As I discuss at length in my law review article Tort Law and Journalism Ethics, state and federal courts have proffered varying definitions of newsworthiness. The California Supreme Court in Shulman v. Group W Productions, Inc., 955 P.2d 469 (Cal. 1998) recognized that a broad "public domain" view of the First Amendment privilege, i.e. any information readily available to the public, would swallow the public disclosure of private facts claim. Regarding matters involving public figures, the court set forth what I believe is the proper standard for newsworthiness: "[T]he evaluation of newsworthiness depends on the degree of intrusion and the extent to which the plaintiff played an important role in public events, and thus on a comparison between the information revealed and the nature of the activity or event that brought the plaintiff to public attention. Some reasonable proportion is . . . to be maintained between the events or activity that makes the individual a public figure and the private facts to which publicity is given."
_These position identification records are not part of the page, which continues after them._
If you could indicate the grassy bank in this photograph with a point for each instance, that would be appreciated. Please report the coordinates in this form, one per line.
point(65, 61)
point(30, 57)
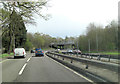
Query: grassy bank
point(5, 55)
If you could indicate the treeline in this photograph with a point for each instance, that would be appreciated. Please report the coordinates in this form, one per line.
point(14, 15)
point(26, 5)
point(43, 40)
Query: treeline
point(99, 38)
point(13, 17)
point(40, 40)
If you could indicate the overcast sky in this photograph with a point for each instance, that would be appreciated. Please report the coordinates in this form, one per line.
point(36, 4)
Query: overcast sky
point(71, 17)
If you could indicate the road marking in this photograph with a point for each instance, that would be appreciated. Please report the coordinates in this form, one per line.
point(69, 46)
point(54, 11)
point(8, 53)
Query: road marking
point(28, 59)
point(22, 69)
point(3, 61)
point(73, 71)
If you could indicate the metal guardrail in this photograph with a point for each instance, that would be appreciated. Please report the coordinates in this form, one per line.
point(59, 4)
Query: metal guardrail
point(97, 79)
point(103, 56)
point(99, 56)
point(112, 67)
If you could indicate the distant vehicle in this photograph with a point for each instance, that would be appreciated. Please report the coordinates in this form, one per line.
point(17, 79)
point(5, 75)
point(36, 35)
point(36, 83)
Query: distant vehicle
point(39, 52)
point(32, 51)
point(70, 51)
point(77, 51)
point(19, 52)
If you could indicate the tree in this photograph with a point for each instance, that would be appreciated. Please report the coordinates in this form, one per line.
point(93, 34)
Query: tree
point(22, 11)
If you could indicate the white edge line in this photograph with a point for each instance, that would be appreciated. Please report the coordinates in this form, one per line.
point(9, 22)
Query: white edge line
point(28, 59)
point(73, 71)
point(22, 69)
point(3, 60)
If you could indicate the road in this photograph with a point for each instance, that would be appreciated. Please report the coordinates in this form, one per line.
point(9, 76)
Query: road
point(37, 69)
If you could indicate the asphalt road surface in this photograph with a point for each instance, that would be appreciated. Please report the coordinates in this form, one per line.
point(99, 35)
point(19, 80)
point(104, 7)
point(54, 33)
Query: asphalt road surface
point(37, 69)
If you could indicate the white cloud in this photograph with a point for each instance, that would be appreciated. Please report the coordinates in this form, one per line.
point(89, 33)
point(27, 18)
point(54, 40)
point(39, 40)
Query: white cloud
point(70, 17)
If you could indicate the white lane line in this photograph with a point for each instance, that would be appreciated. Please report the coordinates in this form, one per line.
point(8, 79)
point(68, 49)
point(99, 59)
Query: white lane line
point(22, 69)
point(28, 59)
point(3, 61)
point(73, 71)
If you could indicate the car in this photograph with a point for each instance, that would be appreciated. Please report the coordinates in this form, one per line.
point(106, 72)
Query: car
point(32, 51)
point(39, 52)
point(19, 52)
point(77, 51)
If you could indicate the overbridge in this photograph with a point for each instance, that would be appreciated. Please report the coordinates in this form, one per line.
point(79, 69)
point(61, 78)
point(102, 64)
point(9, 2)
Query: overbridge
point(62, 45)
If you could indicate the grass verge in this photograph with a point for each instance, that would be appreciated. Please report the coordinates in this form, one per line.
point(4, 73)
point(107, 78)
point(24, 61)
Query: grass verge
point(5, 55)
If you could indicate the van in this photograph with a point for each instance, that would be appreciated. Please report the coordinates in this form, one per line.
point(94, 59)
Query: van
point(19, 52)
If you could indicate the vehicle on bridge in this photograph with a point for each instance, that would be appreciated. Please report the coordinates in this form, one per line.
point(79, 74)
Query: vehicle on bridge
point(39, 52)
point(77, 52)
point(19, 52)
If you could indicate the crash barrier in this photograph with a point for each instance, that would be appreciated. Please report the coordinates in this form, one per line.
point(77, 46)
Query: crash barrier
point(109, 66)
point(94, 77)
point(99, 56)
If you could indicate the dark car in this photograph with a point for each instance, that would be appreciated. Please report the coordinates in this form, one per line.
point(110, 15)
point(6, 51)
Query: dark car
point(77, 51)
point(39, 52)
point(32, 51)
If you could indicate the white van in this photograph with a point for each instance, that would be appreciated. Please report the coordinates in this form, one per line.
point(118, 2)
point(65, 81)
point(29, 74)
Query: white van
point(19, 52)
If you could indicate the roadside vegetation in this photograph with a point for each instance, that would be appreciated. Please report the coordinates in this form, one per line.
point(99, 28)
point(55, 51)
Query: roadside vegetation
point(15, 15)
point(6, 55)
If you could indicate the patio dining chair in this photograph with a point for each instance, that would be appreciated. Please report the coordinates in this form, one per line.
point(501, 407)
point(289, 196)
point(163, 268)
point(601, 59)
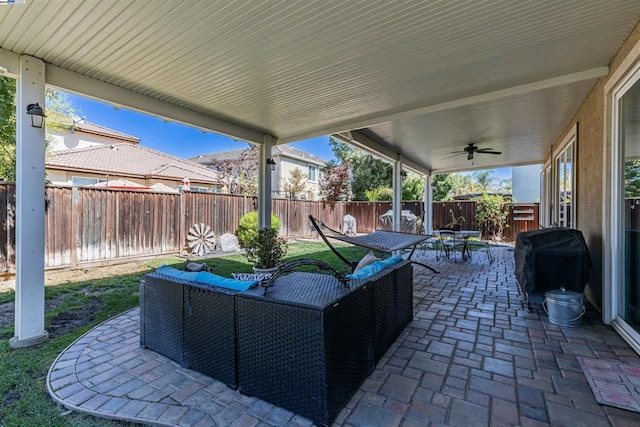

In other words, there must be a nexus or connection between the private information published and the public activity that makes the person a public figure. Here is an excerpt from my law review article:

"The relevance/nexus factor is a critical component in balancing the First Amendment and journalism ethics standards because such an inquiry takes into account the purpose, or reason, for the publication of the matter. If there is a remote nexus or connection between the truthful matter and the event or activity that brought the plaintiff to public attention or that made him or her a public figure, then the societal First Amendment interest in the information is much less compelling because the purpose for publication becomes primarily one of sensational prying into private affairs for its own sake or one of pandering to lurid curiosity."
There is a very tenuous connection between the details surrounding the death of a player's mother and what makes the player a public figure, that being his status as a professional athlete. This publication, having no social value and intruding into an extremely tragic, private and sensitive personal matter, turns journalism ethics standards on its head.